In 1981, police narrowed their focus to 23 year old Wayne Williams, a black man who was suspected and ultimately convicted of killing two adults in the Atlanta area.  During the longest trial in Georgia’s history, the judge allowed the prosecution to blame 10 additional murders on Williams, essentially putting him on trial for the entire Atlanta Child Murder cases.   The police jumped at the opportunity to make him the culprit. Wayne Williams was never tried for the murders of the children. Many mothers of the victims do not believe Williams is the killer.

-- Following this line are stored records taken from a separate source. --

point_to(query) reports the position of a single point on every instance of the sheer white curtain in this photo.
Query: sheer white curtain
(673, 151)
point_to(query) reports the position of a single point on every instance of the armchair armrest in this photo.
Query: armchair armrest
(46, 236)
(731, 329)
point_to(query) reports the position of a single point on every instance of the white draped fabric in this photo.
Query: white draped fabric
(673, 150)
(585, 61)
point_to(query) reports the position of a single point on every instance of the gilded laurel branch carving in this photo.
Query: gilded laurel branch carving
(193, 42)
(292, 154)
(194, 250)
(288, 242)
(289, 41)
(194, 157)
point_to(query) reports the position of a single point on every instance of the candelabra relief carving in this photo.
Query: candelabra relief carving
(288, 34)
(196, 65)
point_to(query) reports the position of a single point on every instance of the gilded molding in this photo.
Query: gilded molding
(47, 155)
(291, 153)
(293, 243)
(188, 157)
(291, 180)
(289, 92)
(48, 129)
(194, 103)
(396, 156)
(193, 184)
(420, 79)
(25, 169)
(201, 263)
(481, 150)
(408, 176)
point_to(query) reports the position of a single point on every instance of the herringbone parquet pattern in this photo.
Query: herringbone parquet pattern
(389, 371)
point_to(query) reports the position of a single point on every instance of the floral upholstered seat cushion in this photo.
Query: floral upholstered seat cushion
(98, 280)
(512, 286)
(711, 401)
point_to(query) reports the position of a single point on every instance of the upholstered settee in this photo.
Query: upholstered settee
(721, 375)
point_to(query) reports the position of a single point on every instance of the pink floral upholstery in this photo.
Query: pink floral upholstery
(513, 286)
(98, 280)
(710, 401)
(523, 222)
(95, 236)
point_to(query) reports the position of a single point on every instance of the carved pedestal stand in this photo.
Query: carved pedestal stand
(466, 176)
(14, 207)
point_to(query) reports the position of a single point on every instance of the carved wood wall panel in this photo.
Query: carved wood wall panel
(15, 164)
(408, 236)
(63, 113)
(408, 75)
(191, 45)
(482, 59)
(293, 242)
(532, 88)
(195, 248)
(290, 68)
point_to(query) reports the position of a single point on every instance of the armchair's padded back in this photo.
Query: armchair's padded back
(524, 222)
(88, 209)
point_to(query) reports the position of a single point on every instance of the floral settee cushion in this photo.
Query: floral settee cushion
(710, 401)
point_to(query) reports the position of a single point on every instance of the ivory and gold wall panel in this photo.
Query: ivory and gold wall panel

He remains in Georgia Hancock State prison sentenced to two consecutive life terms for the murder of two male adults.

The search for the truth continues.   New attention to the killings through Packer’s documentary, THE ATLANTA CHILD MURDERS and social media have helped elevate the conversations seeking answers.

Atlanta Mayor Keisha Lance Bottoms has recently announced the Missing and Murdered cases will be re-opened using new forensic technology and DNA testing.  She asked her police chief Erica Shields “Had we tried to upload any evidence that we might have into the national databases? Having public DNA databases now, that perhaps there is something else that we can do and some other connections we can make.”

The Mayor commented recently in her 2019 State of the City Address, “We are now organizing the Atlanta’s Memorial Task Force to explore a lasting and appropriate way to remember the victims of Atlanta Child Murders.”  She decided, “At the very least we could offer some type of lasting memorial for these children.” Will Packer has agreed to help the City of Atlanta facilitate the memorial along with input from the children’s families.

Bottoms says she vividly remembers this time in history and decided to take new action on these cases because of “a combination of things.”  “Having been 9 years old when these killings began, it very much was a part of my childhood.” The 60th Mayor of Atlanta is now the mother of four children and says of this situation “it resonates with me now in such a very different way.”  Being Mayor of Atlanta Bottoms wondered “was there now information that I would now be privy to as Mayor that I would not be privy to as a lay person?”

She has discussed this situation with Mrs. Leach, one of the mothers of the murdered children.  The Mayor contends, “We will go back and look at all the evidence that we have, the information the Georgia Bureau of investigation has and hopefully the FBI has evidence.  We will certainly do everything we can to at least provide some peace to these families if at all possible. It is important that history say that we tried.”